Aos 20 minutos comemos um golo merecido. Chupa coach. Engolir zapens em britanico diz-se substituição ao intervalo e eu a meio campo por imposição própria: "where do you play Pedro?"

- "I play in the middle of the park" - se o clooney fosse portugues, jogasse à bola, tivesse a estudar há 8 anos sem acabar o curso e tivesse emigrado pra berlim por causa duma gaja (*sigh*), era tipo eu a dizer esta frase.

"you're playing center midfield, so today YOU are the game" ok jonathas, se os anormais dos meus amigos de portugal ouvissem isto descascavam-se a rir, envolvem-se na convenção de que eu sou um inútil em qualquer posição que não defesa central porque não sei fazer o 31. ursos: no campo como um jogador do inter - exibição esforçada, de brio, garra, determinação e porrada pra caralho, o heroismo da pluviosidade revisitado. parece que tamos tipo num filme não é malta caracas? HEHE!

e como os filmes nos ensinam há os bons e os maus. eu curto ser dos maus pois manda cenário mas sei que eramos os bons porque demos a volta ao resultado e os cowboys ganham sempre no fim.

no balneário o afecto e carinho habitual entre todos com duas surpresas de consequências variadas. um mix de emoções: a primeira com a vinda da minha unha do dedo grande do pé colada à meia, a que já me referi ultimamente; a segunda a exigência fetiche do coach por eu ter chegado atrasado: o castigo: cantare, eis o diálogo em rigor:

"Wait, boys, don't go yet. Pedro has to sing cuz he came in late."

- "Are you for real?"

"Yes, you show up late you sing, it's written in the forum"

- "ok... any special requests?"

[várias sugestões de musicas gays tipo dancing queen etc]
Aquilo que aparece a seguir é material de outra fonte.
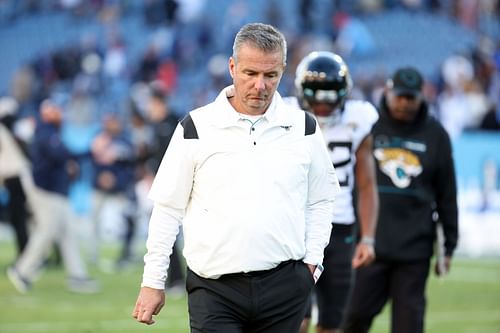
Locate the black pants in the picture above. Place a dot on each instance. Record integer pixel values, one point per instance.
(335, 284)
(402, 282)
(270, 301)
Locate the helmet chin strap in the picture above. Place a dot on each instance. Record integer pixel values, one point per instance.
(330, 119)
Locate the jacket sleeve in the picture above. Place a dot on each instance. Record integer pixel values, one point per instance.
(323, 187)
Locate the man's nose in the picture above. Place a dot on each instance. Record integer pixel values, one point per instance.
(260, 83)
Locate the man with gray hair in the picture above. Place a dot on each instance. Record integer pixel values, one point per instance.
(250, 181)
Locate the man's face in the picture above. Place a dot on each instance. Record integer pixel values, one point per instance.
(403, 107)
(256, 75)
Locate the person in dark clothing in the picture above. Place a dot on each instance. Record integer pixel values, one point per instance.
(14, 161)
(53, 169)
(113, 156)
(163, 122)
(416, 180)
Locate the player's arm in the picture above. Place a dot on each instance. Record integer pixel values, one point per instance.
(367, 200)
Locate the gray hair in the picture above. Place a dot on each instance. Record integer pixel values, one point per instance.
(265, 37)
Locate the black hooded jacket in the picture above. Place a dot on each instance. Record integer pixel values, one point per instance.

- "Wait, can i sing one in portuguese?"

"Yeah it's alright"

momento avassalador no meu tempo e memória, acumulação e descarga bruta de toda a emoção que é fazer parte duma história lendária que agregou uma sociedade duma ponta à outra, voando sobre glória e fracasso, forçando extase e desilusão, manipulando amor e ódio. Desde os 3-1 de highbury park em 91 que sonhei um dia cantar com 90 mil pessoas no mesmo lugar a apoiar este ideal. o fdp do barcelona tem o lema més que un club político mas o mais que um clube humano é o sport lisboa e benfica. um dia acabei por cantar com 90 mil por um amor invisível e platónico (o mais puro!) mas neste dia, pela primeira vez, tive a oportunidade de declarar o que sinto por um clube de olhos vendados, no escuro, sem a menor intenção de ser apreciado, sem esperar que alguém perceba sequer o que tou a fazer. Eu não canto nada, e eu não sei me comportar em grupos grandes, mas neste dia cantei para caralho. Desde o "Yeah it's alright" enchi os pulmões até ao limiar da capacidade como quem enche uma vida com orgulho. Em Berlim, por volta das 15h do dia 20 de Março de 2010, dei continuidade à lenda:

"SOU DOOOOOOOOOOOOOOOO BEEEEEENFIIIIIIIIICAAAAAAAAAAAA E IIISSOOOO ME ENVAIDEECEEEEE, TEM AAA GENIIIICA QUE A QUALQUER UM ENGRADECE... SOU DUM CLUBE LUTADOOOOOOOOOR, QUE NA LUTA COM FERVOOOOOOOOOOOR, NUNCA ENCONTROU OUTRO IGUAAAAL, NESTE NOOOOSOOO POOOOOORTUUGALLLLLL (...)"

no fim standing ovation e respeito: eu tinha acabado de representar 106 anos de glória reconhecida globalmente.

1 comentário:

Ana disse...

Ahahah o Luís Piçarra com as suas papoilas saltitantes a entoar no estádio não teria feito melhor!!